# QUESTION:  what scale do you use and/or which is your favorite?



## mr_chow (Sep 1, 2011)

i've always rocked ohaus...love 'em


...my current model is the ohaus scout pro 600.00g (SP601).  bought the usb attachment and made a little program w/in access to capture weight w/ a single mouse click.   ...i know, i'm a nerd 


what scale do you use?



peace,

mr_chow


----------



## moaky (Sep 1, 2011)

does the programing let you set the scale to a number that you keep putting weight on until it reaches that number.  if not what is weight are you capturing?
I also like the ohaus.  perfect every time


----------



## BlueNose (Sep 1, 2011)

just looked it up, nice scale.


----------



## ston-loc (Sep 1, 2011)

Got a US-Sonic-500  Relatively cheap, but gets the job done. Has remained accurate for a bit now. Not sure if its even a name brand or not, just an affordable one from the head shop.


----------



## Hick (Sep 2, 2011)

......


----------



## Locked (Sep 2, 2011)

Looks like Hick weighs it up by the ton....what is the tare weight on that?


----------



## mr_chow (Sep 2, 2011)

moaky said:
			
		

> does the programing let you set the scale to a number that you keep putting weight on until it reaches that number.  if not what is weight are you capturing?
> I also like the ohaus.  perfect every time




no, the usb comm line isn't "active"...it only reads when the signal is sent for it to read.  ...i guess it could be programmed to send/receive the signal every second, but right now it's not.

...i programmed it for part of a commercial mmj program i designed.  now i just use it for s's and g's.  when i used to go to the shops around here, i kept a dbase of weights that i brought home from them.  some shops consistently weighed under...i didn't think they were trying to, it was prob a calibration issue, but i had it "on file" that i would either not go back or tell them about it if their bud was good enough that i wanted to go back :hubba:

to be honest, i haven't used the usb functionality in a while...i haven't been going to shops, and i closed down my pos business.


peace,

mr_chow


----------



## bho_expertz (Sep 2, 2011)

I like Hicks scale :hubba: 
I use a scale that gives me 0.01 gr ... Just because i like other stuff aswell :hubba:.
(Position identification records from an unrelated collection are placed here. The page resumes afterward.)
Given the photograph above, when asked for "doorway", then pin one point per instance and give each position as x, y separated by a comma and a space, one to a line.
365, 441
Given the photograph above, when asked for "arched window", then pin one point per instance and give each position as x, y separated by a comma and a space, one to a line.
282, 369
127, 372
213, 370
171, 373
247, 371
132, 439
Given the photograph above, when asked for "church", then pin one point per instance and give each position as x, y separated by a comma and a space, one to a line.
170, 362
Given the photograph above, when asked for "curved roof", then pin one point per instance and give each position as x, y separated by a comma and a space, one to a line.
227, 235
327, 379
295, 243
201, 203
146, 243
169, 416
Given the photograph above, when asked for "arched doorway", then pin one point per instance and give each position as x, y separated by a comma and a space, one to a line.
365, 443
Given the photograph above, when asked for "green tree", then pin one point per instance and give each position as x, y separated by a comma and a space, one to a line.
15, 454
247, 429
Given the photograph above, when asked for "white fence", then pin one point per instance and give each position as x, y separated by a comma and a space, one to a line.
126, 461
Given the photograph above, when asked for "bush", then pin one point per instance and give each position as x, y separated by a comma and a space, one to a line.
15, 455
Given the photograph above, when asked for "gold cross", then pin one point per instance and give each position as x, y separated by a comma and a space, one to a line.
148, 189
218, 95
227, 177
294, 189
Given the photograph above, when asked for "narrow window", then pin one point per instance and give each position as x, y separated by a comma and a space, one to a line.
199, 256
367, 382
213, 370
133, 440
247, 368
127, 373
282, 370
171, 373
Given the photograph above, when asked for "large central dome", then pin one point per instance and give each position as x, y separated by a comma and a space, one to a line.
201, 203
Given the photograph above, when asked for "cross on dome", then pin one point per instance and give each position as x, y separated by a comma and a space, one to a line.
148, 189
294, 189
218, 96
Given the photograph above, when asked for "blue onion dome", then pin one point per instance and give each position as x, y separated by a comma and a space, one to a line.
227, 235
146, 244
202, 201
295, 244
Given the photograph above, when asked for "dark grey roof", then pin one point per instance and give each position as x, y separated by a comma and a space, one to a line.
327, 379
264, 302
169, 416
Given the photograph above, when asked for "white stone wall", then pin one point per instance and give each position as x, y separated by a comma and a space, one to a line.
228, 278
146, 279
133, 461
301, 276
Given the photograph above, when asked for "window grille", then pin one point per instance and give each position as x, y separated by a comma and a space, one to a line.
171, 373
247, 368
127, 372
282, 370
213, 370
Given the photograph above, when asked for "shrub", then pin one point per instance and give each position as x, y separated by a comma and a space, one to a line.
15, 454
The best scale i ever seen was a computer mouse. But it was a 0.1gr scale


----------



## mr_chow (Sep 2, 2011)

bho_expertz said:
			
		

> Just because i like other stuff aswell




...and i'm sure you're talking about gold and silver


----------



## moaky (Sep 2, 2011)

mr_chow said:
			
		

> ...and i'm sure you're talking about gold and silver


my uncle was a jeweler and he always said "this scale is for gold only boy"
then he taught me how to grow


----------



## PuffinNugs (Sep 3, 2011)

i been using the same pockettech for about 10 years now. i dont use it much but i love it  cant find them any more that ive have seen. hxxp://www.amazon.com/GRAM-PRECISION-POCKET-TECH-300G/dp/B000635P24


----------